Below is a step-by-step guide on how to configure and run Nari Labs Dia 1.6b model for text to speech. Our template will automatically setup an easy to access web based interface to help you get started.

Find and rent your GPU

  1. Setup your Vast account and add credit: Review the quickstart guide to get familar with the service if you do not have an account with credits loaded.
  2. Select the Dia TTS template: click on temp and select the recomended TTS template Dia 1.6b TTS. Click on the play icon to select the template. You will then go to the search menu to find a GPU.
    • Click on the Readme link at any time for a detailed guide on how to use the template.
  3. VRAM Requirements: Check that your GPU VRAM is sufficient for the model. You will need approximately 8Gb VRAM

Steps to Open the TTS Interface

  1. After the instance loads, click the “Open” Button
    • This will initiate the Instance Portal with links to all the services running on the instance.
  2. Check the installation progress
    • The TTS application and model will be installed on first launch.

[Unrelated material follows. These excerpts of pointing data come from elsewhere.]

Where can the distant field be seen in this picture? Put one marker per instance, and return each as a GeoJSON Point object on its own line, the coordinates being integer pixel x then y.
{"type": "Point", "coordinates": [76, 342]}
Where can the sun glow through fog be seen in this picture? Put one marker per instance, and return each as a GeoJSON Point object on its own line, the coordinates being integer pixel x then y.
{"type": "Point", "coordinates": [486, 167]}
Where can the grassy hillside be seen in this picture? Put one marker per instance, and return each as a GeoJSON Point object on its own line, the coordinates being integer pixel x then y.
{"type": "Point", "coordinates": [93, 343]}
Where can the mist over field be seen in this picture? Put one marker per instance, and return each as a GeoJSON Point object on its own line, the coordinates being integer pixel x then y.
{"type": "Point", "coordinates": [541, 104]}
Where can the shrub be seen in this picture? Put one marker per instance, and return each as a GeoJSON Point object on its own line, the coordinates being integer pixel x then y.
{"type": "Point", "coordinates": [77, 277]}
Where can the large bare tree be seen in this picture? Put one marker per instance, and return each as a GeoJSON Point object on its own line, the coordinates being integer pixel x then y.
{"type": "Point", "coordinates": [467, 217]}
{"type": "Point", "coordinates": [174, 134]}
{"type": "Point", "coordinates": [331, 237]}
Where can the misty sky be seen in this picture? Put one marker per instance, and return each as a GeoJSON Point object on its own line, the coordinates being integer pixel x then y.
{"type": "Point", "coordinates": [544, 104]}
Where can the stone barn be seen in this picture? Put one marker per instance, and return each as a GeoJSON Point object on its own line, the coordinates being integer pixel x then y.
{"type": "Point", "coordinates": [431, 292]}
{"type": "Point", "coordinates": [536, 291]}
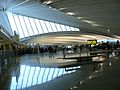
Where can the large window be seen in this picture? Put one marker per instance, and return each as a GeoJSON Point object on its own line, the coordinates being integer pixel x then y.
{"type": "Point", "coordinates": [27, 26]}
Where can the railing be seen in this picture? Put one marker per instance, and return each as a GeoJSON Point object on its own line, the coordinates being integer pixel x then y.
{"type": "Point", "coordinates": [6, 54]}
{"type": "Point", "coordinates": [4, 31]}
{"type": "Point", "coordinates": [88, 53]}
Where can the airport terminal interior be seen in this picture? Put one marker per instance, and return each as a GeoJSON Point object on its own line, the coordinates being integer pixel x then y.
{"type": "Point", "coordinates": [59, 44]}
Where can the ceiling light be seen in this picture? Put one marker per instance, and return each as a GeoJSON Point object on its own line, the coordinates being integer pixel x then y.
{"type": "Point", "coordinates": [80, 17]}
{"type": "Point", "coordinates": [47, 2]}
{"type": "Point", "coordinates": [70, 13]}
{"type": "Point", "coordinates": [87, 21]}
{"type": "Point", "coordinates": [62, 8]}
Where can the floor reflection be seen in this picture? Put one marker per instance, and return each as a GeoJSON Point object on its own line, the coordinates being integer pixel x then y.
{"type": "Point", "coordinates": [27, 76]}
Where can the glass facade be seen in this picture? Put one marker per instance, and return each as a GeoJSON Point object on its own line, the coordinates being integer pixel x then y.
{"type": "Point", "coordinates": [30, 76]}
{"type": "Point", "coordinates": [27, 26]}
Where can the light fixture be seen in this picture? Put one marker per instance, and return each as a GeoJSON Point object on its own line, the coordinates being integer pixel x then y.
{"type": "Point", "coordinates": [80, 17]}
{"type": "Point", "coordinates": [71, 13]}
{"type": "Point", "coordinates": [62, 8]}
{"type": "Point", "coordinates": [47, 2]}
{"type": "Point", "coordinates": [108, 30]}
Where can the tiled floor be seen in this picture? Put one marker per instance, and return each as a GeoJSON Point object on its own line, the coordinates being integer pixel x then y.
{"type": "Point", "coordinates": [41, 72]}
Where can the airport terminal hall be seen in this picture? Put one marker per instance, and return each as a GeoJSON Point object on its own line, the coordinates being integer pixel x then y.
{"type": "Point", "coordinates": [59, 44]}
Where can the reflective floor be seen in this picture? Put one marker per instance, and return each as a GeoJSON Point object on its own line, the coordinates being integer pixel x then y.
{"type": "Point", "coordinates": [43, 72]}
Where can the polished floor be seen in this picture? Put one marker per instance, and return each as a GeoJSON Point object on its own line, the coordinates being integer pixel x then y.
{"type": "Point", "coordinates": [48, 72]}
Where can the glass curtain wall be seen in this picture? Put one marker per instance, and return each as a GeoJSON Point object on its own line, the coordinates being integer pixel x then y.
{"type": "Point", "coordinates": [26, 26]}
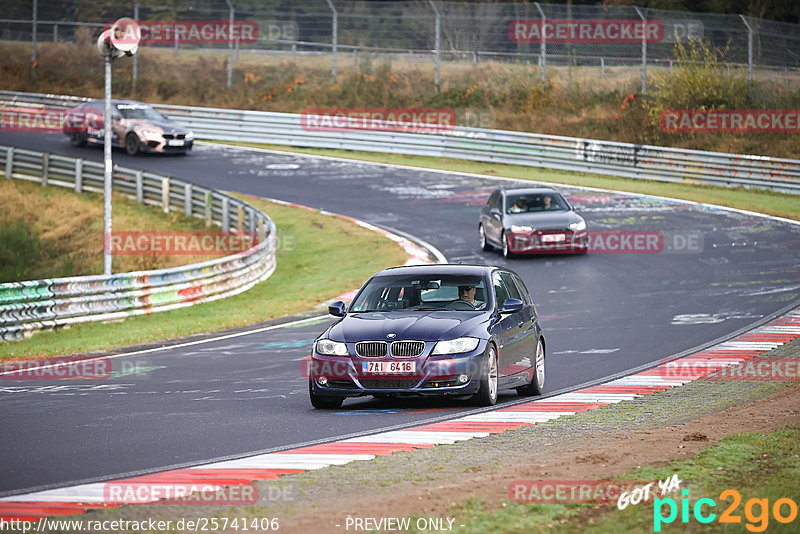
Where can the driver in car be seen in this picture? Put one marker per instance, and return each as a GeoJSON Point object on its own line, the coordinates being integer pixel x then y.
{"type": "Point", "coordinates": [467, 294]}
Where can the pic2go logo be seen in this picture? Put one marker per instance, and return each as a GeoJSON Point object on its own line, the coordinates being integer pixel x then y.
{"type": "Point", "coordinates": [756, 511]}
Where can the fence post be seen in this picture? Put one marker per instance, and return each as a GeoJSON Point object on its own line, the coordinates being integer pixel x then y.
{"type": "Point", "coordinates": [187, 200]}
{"type": "Point", "coordinates": [644, 49]}
{"type": "Point", "coordinates": [749, 54]}
{"type": "Point", "coordinates": [543, 45]}
{"type": "Point", "coordinates": [78, 175]}
{"type": "Point", "coordinates": [9, 162]}
{"type": "Point", "coordinates": [437, 41]}
{"type": "Point", "coordinates": [226, 214]}
{"type": "Point", "coordinates": [165, 194]}
{"type": "Point", "coordinates": [139, 187]}
{"type": "Point", "coordinates": [230, 42]}
{"type": "Point", "coordinates": [335, 38]}
{"type": "Point", "coordinates": [208, 203]}
{"type": "Point", "coordinates": [45, 168]}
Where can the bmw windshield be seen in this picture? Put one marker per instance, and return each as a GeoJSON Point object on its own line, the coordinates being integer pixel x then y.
{"type": "Point", "coordinates": [427, 293]}
{"type": "Point", "coordinates": [138, 111]}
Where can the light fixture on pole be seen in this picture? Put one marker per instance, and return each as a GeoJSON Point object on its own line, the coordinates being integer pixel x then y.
{"type": "Point", "coordinates": [122, 39]}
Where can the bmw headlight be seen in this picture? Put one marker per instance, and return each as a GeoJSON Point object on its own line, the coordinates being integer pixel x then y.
{"type": "Point", "coordinates": [456, 346]}
{"type": "Point", "coordinates": [331, 348]}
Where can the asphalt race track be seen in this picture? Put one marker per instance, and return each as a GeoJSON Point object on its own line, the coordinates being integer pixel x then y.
{"type": "Point", "coordinates": [602, 314]}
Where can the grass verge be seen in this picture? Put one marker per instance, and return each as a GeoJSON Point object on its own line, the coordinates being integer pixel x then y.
{"type": "Point", "coordinates": [50, 232]}
{"type": "Point", "coordinates": [758, 200]}
{"type": "Point", "coordinates": [313, 267]}
{"type": "Point", "coordinates": [760, 468]}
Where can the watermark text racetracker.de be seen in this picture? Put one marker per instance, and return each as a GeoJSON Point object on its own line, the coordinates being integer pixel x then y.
{"type": "Point", "coordinates": [408, 120]}
{"type": "Point", "coordinates": [18, 119]}
{"type": "Point", "coordinates": [607, 242]}
{"type": "Point", "coordinates": [167, 32]}
{"type": "Point", "coordinates": [168, 243]}
{"type": "Point", "coordinates": [58, 368]}
{"type": "Point", "coordinates": [585, 31]}
{"type": "Point", "coordinates": [713, 369]}
{"type": "Point", "coordinates": [215, 523]}
{"type": "Point", "coordinates": [730, 120]}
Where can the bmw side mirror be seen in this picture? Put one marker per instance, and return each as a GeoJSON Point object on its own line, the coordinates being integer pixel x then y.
{"type": "Point", "coordinates": [337, 309]}
{"type": "Point", "coordinates": [511, 306]}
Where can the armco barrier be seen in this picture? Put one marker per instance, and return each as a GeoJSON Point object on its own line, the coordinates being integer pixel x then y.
{"type": "Point", "coordinates": [499, 146]}
{"type": "Point", "coordinates": [42, 304]}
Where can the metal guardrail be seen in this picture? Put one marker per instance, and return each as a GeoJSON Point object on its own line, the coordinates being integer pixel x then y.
{"type": "Point", "coordinates": [499, 146]}
{"type": "Point", "coordinates": [56, 302]}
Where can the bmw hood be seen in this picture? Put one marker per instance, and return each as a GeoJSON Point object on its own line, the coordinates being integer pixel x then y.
{"type": "Point", "coordinates": [543, 220]}
{"type": "Point", "coordinates": [411, 325]}
{"type": "Point", "coordinates": [167, 126]}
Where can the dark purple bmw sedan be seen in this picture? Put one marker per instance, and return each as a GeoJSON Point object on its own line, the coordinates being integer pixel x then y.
{"type": "Point", "coordinates": [466, 331]}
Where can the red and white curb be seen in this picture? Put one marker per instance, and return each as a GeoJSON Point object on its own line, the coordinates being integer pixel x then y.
{"type": "Point", "coordinates": [77, 499]}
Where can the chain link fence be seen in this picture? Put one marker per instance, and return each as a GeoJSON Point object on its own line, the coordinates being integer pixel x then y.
{"type": "Point", "coordinates": [574, 43]}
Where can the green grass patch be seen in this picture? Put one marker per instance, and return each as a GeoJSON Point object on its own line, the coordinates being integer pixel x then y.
{"type": "Point", "coordinates": [51, 232]}
{"type": "Point", "coordinates": [319, 257]}
{"type": "Point", "coordinates": [757, 466]}
{"type": "Point", "coordinates": [759, 200]}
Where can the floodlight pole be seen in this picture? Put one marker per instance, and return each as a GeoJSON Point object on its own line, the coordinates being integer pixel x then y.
{"type": "Point", "coordinates": [230, 42]}
{"type": "Point", "coordinates": [107, 166]}
{"type": "Point", "coordinates": [136, 56]}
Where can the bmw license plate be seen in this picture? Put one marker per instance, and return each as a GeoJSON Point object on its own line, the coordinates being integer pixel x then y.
{"type": "Point", "coordinates": [553, 238]}
{"type": "Point", "coordinates": [386, 368]}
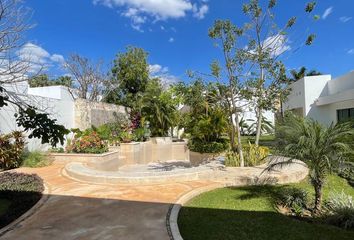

From the Instance Portal you can view the progress by clicking the ‘Instance Logs’ tab.
  3. Launch the Application
    • When the installation is complete, You can click the “Dia TTS Interface” launch button to start the interface.

Generate some audio

Once the interface has loaded, you can begin generating speech. Simply modify the input text, ensuring that each line is prefixed with the speaker ID and then click the ‘Generate Audio’ button. It will take a few seconds to generate, but once it has finished you can click the play button in the upper right to hear the results.
Gradio application for speech generation with Dia TTS model

Dia TTS Interface

If you prefer to use the CLI, you can find all of the files you need in the /workspace/dia directory which you can access either via SSH or in a Jupyter terminal. Full instructions for Nari Labs Dia can be found in their GitHub Repository.